Some of those Republicans point out that only 11 of 179 recall attempts against state officials since the possibility began in 1911 have actually reached a vote. But two of those votes, both against sitting governors, came within the last 18 years.
“This is the last bastion of checks and balances we offer voters,” said GOP Assemblyman Kelly Seyarto, a former mayor of Murietta. Making the process harder, he claimed, “would have a chilling effect for voters.”
Added Orrin Heatlie, the main proponent of the Newsom recall, as he protested outside a legislative hearing, “The ability to recall is extremely difficult now, and to try and further complicate the process and make it more difficult for the people to exercise their rights works in (politicians’) favor.”
Those sentiments won’t stop the Democratic tide pushing for change. Not while most Democrats believe, as moderate Democratic state Sen. Steve Glazer of Orinda observed, that recalls can turn into “a backdoor for the losing side in an election to relitigate the results.”

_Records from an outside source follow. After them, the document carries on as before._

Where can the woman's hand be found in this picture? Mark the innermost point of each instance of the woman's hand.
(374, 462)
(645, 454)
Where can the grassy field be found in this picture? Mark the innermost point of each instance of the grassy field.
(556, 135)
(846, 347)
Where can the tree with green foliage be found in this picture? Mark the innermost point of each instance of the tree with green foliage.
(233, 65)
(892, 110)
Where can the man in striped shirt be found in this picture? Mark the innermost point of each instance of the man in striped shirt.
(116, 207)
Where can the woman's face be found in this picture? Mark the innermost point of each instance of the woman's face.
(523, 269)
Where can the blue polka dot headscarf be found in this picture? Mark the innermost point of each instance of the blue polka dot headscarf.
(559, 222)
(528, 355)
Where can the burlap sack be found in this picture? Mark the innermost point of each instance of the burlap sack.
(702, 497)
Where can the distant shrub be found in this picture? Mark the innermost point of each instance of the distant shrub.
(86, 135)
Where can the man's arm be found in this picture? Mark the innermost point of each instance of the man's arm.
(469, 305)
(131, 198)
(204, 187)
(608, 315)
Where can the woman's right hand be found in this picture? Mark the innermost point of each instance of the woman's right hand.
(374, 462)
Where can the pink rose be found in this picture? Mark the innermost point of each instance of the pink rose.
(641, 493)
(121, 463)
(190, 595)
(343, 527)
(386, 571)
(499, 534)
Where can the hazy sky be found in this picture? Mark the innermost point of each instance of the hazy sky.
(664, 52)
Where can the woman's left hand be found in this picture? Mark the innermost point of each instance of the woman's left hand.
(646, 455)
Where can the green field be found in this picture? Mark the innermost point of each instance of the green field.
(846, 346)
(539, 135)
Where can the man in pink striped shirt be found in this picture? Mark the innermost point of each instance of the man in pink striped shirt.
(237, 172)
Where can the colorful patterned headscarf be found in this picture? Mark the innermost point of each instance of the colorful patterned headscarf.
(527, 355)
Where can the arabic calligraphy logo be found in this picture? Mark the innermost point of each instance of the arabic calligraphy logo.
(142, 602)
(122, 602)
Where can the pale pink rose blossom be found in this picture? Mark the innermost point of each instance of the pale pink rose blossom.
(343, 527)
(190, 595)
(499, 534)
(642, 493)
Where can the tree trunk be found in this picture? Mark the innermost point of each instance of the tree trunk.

He notes California is one of only 19 states allowing recalls at all, but demands among the fewest petition signatures. Compared to the 12 percent of previous votes needed to get a recall going here, it’s 40 percent in Kansas.
There’s little doubt about the undemocratic nature of recalls, but Seyarto is nevertheless correct when he says recalls are a last-gasp outlet for unhappy voters.
This doesn’t mean changing an election outcome should be as easy as it is now, but it also doesn’t mean the bar should be raised to impossible levels.